New York

Giles Lyon

Alexandre de Folin

Giles Lyon’s new paintings combine high seriousness of purpose with a playfully cryptic use of material. They absorb a profusion of sources—from Pollock’s allover drips, Warhol’s “found” abstractions modeled on Rorschach inkblots, and Taaffe’s decorative motifs to Japanese animation and Dr. Seuss illustrations—into an intensely nervous stylistic mélange reminiscent of Texas Funk. Another realm of influences derives from Lyon’s interest in the sciences, particularly epidemiology and cell pathology; he once imagined a career as an illustrator for biology books. But no earnest clinicality precludes the scatological humor that characterizes these works, nor the artist’s physical mistreatment of the canvas.
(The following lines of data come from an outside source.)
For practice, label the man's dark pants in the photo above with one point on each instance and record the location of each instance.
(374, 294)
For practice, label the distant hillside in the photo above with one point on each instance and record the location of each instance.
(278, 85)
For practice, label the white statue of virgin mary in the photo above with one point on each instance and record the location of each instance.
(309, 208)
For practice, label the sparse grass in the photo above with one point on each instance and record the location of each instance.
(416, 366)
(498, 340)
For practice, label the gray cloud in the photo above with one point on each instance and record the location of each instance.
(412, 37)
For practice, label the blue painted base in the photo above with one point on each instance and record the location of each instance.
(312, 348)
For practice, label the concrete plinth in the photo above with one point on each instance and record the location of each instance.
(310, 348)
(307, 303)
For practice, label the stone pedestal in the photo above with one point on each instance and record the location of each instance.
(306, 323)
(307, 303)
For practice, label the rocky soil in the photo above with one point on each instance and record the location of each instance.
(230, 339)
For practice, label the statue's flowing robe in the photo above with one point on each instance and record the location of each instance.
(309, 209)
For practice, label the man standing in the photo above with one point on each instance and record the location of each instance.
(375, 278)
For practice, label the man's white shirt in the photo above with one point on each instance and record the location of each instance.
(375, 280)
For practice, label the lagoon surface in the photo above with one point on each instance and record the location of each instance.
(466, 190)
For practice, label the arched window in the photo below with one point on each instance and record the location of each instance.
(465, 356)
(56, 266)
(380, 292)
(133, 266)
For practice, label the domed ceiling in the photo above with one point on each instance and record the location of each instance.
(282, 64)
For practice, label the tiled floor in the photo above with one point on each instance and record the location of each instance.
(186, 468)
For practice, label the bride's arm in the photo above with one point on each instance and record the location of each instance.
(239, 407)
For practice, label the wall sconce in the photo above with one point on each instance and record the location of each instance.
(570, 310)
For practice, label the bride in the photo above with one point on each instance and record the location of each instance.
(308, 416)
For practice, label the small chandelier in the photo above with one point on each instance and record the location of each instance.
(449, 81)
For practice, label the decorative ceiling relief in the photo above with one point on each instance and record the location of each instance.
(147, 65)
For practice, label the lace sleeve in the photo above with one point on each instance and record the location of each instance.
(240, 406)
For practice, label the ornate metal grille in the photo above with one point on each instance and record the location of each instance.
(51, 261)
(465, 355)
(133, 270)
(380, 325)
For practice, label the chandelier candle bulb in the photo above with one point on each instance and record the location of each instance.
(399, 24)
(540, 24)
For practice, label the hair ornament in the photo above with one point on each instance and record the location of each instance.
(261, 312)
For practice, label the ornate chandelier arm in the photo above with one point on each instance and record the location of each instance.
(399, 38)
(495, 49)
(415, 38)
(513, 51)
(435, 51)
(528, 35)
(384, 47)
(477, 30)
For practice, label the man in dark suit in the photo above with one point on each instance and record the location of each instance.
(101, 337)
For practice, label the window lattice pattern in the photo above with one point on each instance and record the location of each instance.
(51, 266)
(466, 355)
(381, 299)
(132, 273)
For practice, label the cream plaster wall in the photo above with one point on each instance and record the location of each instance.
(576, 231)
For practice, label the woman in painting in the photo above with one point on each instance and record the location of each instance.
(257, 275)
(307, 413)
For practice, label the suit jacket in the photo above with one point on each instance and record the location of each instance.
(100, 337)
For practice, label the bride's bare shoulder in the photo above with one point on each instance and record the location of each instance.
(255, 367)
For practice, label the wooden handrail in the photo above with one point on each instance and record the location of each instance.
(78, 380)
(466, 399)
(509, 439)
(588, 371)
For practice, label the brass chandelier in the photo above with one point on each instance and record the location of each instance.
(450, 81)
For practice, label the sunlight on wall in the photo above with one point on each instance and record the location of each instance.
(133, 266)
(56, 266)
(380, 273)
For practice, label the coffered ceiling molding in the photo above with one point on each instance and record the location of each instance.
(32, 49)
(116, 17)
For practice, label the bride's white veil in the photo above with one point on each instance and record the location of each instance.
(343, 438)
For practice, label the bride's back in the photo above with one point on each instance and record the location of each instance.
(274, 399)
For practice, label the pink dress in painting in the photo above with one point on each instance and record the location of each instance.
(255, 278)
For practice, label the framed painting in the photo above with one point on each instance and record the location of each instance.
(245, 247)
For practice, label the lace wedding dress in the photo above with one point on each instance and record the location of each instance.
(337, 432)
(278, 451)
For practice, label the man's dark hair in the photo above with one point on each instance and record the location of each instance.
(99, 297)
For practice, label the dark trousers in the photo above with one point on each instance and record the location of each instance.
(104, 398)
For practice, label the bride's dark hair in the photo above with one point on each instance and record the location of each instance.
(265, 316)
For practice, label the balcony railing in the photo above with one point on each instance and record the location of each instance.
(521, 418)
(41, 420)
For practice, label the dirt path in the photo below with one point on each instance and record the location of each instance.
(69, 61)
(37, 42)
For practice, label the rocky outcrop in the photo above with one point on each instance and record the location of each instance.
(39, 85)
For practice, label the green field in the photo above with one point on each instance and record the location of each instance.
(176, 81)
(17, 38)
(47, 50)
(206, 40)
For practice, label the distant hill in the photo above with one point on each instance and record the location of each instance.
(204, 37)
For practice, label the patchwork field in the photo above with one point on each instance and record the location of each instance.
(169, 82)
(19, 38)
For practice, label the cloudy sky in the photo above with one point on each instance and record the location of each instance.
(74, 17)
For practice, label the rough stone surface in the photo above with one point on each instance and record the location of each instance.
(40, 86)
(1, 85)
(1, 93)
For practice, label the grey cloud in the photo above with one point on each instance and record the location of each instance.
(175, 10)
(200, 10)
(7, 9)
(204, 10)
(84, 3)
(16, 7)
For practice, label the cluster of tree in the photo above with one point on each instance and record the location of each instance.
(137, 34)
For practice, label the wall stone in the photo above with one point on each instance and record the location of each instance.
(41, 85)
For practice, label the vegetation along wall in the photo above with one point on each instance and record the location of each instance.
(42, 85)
The six large paintings on view comprised two types of abstractions that juxtapose the chaotic and the controlled: woven patterns in a full palette and gestural cavortings in pairs of contrasting colors. The paint is applied onto unprimed, unstretched canvas laid on the floor or fixed to the wall. Buried in or beneath the layers of paint are items and detritus found in the artist’s environment: dust, hair, clamshells, credit cards. Reflecting what the English critic Brandon Taylor calls “a twin strategy of fascination and disappointment” (desire and frustration, in other words) characteristic of “slack art,” Lyon’s paintings involve the viewer in their eccentric accumulation of visual tropes and personal residue and at the same time disappoint with their decorativeness. They are at their most intriguing, and perplexing, when one scours the image for unambiguous evidence of their psychological provenance.

Insectoplasmic Sunrise, 1997, recalls the cover of a sci-fi paperback—a cosmic eruption of fiery plasma into the void. The pale green and yellow forms, delicately outlined with darker color, spew at the viewer like spilled guts. A red web of lines floats on the luminous blue ground in The Age of Syntheplasm, 1997, like an amorphous but sentient creature from the original, low-tech Star Trek: a cipher for the terror of entropic drift.

In the second body of work, whiplash forms are mostly replaced by a multitude of overlapping color fields arranged tapestry-like, placid and frontal. Populated by goofy, cartoonish creatures rendered with impressive allure, Memory Quilt, 1996–97, invokes Mike Kelley’s assemblages of soft, soiled toys. Unlike Kelley, however, Lyon veers away from sexually charged imagery; his transgression involves other norms. Multiverse Compression, 1997, displays bright kaleidoscopic patterns (supplemented by swatches of fabric worked into the surface) arranged with a sensuous logic and interrupted by footprints the artist made by walking on the canvas. With their sketchiness and ill-defined references to the body, Lyon’s paintings are meditations on, and occasionally negotiations with, the relevance of “static” painting, abstraction in particular, in what appears to be an age of immediate impermanence.